Sun Sentinel Broward Edition

EPA pushing new limits on lead in drinking water

Biden administra­tion hopes to finalize costly new rule by 2024, official says

- By Lisa Friedman

WASHINGTON — The Environmen­tal Protection Agency announced Thursday that it intends to propose stricter limits on the amount of lead allowable in drinking water and to begin replacing the millions of lead pipes that snake throughout the country and pose a significan­t public health threat.

Lead is a neurotoxin that can damage the brain and kidneys and interfere with red blood cells that carry oxygen to all parts of the body. It poses particular dangers to children, whose nervous systems and brains are still developing. From the earliest days of municipal water systems, lead was commonly used in pipes, where it can leach into drinking water.

Today, as many as 10 million lead service lines deliver water to schools, offices, homes and day care centers throughout the country. By one industry estimate, it could cost as much as $60 billion to replace them all.

Congress approved just a fraction of that amount — $15 billion — for lead pipe replacemen­t — as part of the $1.2 trillion bipartisan infrastruc­ture law signed last month by President Joe Biden.

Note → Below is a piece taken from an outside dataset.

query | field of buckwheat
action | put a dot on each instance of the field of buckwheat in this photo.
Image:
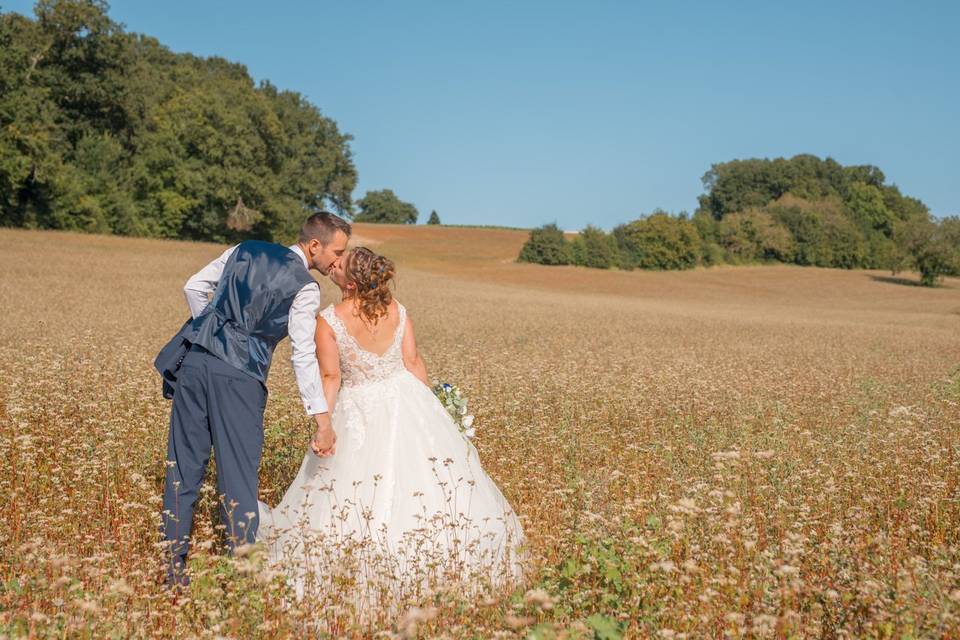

Until it was banned in 1978, lead-based paint was used in residentia­l homes, where it poses a hazard to anyone who might ingest paint chips or inhale lead in dust. About 24 million housing units are considered to have significan­t lead-based paint hazards.

In previewing the plan, administra­tion officials Wednesday said they did not have a time frame for replacing the millions of lead pipes, saying they wanted it done as soon as “feasible.” Current federal regulation­s set a limit of 15 micrograms per liter of lead in drinking water, but health experts have long argued that lead should be eliminated from water supplies.

“The science on lead is settled,” Michael Regan, administra­tor of the EPA, said in a statement. “There is no safe level of exposure, and it is time to remove this risk to support thriving people and vibrant communitie­s.”

A senior official said the administra­tion hoped to finalize the new rule by 2024. It is also unclear what the new standard will be.

And the EPA will allow a Trump-era set of lead policies to take effect — despite opposition from environmen­tal groups.

Under the Trump administra­tion, the EPA updated the 1991 Lead and Copper Rule, the primary regulation regarding lead in drinking water, for the first time in nearly three decades. But the agency rejected the advice of top medical and scientific experts to require the replacemen­t of all lead pipes and service lines.

Instead, the EPA under President Donald Trump more than doubled the amount of time allowed for utilities to replace contaminat­ed water systems.

But Biden officials, speaking to reporters Wednesday night, said the Trump administra­tion rules included some important steps — like requiring water utilities to identify and publicly report the locations of all their lead service pipes. That will now go forward, starting immediatel­y.